考量電力系統的配電架構，並結合分散式發電與備用電源裝置，本研究提出一應用於電力調節系統之單相三線式雙向換流器，可調節直流鏈與交流電網間的電力潮流，同時亦擁有不斷電系統的功能。此換流器可分為電力級與控制級，電力級採用雙半橋架構，而控制級以微控制器Renesas RX62T 做為數位控制核心，實現所推導出之開關責任比率。
本研究之主要貢獻可摘要如下：第一點貢獻為提出一多功能單相三線式換流器，其操作模式包含併網模式和穩壓模式。當市電正常時，換流器操作於併網模式，若直流鏈電力充足時，換流器執行電力注入功能，將直流鏈電力饋入市電；當直流鏈電力不足時，換流器執行整流功能，由市電將電力送至直流鏈。若市電發生異常，換流器切換至穩壓模式，使負載可以持續運作。第二點貢獻為採用分切合整控制法，將交流電壓與電感值納入控制法則推導，因此換流器可避免因交流電壓諧波而造成輸出電流失真，同時可允許寬廣的電感值變化，有效減少電感鐵芯的損失與尺寸，並降低輸出電流漣波。第三點貢獻為藉由阻抗估測法將分切合整控制法運用在穩壓模式，同時導入重複控制，有效降低穩壓模式之電壓總諧波失真。最後實作一部單相三線式雙向換流器，並經由實測結果驗證本研究所提出之理論與換流器操作之可行性。

Considering the power distribution system, this research develops a single-phase three-wire bidirectional inverter for integrating renewable and battery back-up energy into uninterruptible power system (UPS). The inverter can control the power flow between the DC bus and utility power. Additionally, it can also work as a UPS. The inverter consists of a power stage and a control stage. The power stage is realized with a dual half-bridge configuration, and a single-chip microcontroller Renesas RX62T is adopted to realize the control stage.

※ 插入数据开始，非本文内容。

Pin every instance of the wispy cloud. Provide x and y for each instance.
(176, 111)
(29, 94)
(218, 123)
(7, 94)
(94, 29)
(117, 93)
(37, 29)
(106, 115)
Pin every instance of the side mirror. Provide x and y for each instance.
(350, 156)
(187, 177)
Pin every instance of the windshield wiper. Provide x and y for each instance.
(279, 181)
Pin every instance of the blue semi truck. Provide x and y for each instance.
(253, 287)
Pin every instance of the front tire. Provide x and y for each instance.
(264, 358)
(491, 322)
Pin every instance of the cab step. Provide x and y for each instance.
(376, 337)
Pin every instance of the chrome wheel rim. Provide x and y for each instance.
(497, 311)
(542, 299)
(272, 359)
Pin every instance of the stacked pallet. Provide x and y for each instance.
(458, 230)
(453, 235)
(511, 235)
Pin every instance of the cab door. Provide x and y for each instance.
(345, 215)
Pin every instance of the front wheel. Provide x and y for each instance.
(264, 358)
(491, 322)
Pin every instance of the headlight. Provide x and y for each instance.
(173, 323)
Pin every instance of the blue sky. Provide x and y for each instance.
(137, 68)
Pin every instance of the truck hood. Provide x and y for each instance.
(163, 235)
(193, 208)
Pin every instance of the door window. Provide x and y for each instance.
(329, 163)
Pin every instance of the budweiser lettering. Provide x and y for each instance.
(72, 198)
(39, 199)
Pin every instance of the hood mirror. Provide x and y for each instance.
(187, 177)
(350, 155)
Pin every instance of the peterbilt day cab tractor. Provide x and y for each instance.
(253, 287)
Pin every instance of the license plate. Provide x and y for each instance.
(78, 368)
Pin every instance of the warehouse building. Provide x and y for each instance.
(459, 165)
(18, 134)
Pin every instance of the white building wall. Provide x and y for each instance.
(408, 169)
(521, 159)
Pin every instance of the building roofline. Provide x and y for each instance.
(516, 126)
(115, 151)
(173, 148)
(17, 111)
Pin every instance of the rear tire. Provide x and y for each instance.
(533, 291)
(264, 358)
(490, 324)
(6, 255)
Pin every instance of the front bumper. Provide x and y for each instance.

The major contributions of this research can be summarized as follows. First, a multifunctional single-phase three-wire inverter is proposed. The operation of the inverter includes grid-connection and voltage-regulation modes. When utility power operates normally, the inverter operates in grid-connection mode. There are two functions in grid-connection mode, power-injection and rectification. With power-injection function, the inverter will inject real power to utility power. With rectification function, the inverter will buy power to replenish the DC bus. When utility power fails, the inverter can transit seamlessly from grid-connection mode to voltage-regulation mode and function as a UPS. Secondly, the control law includes inductance and grid voltage with division-summation (D-Σ) digital control. Hence, the inverter is allowed to have a wide inductance variation, reducing core loss and size significantly. Thirdly, with load impedance estimation and repetitive control, the D-Σ control can be applied to voltage-regulation mode and the inverter with the D-Σ control can shape sinusoidal output voltage with low harmonic components under various types of load conditions. Finally, the inverter has been implemented and tested. Simulated and experimental results have verified the proposed control scheme and feasibility of the inverter.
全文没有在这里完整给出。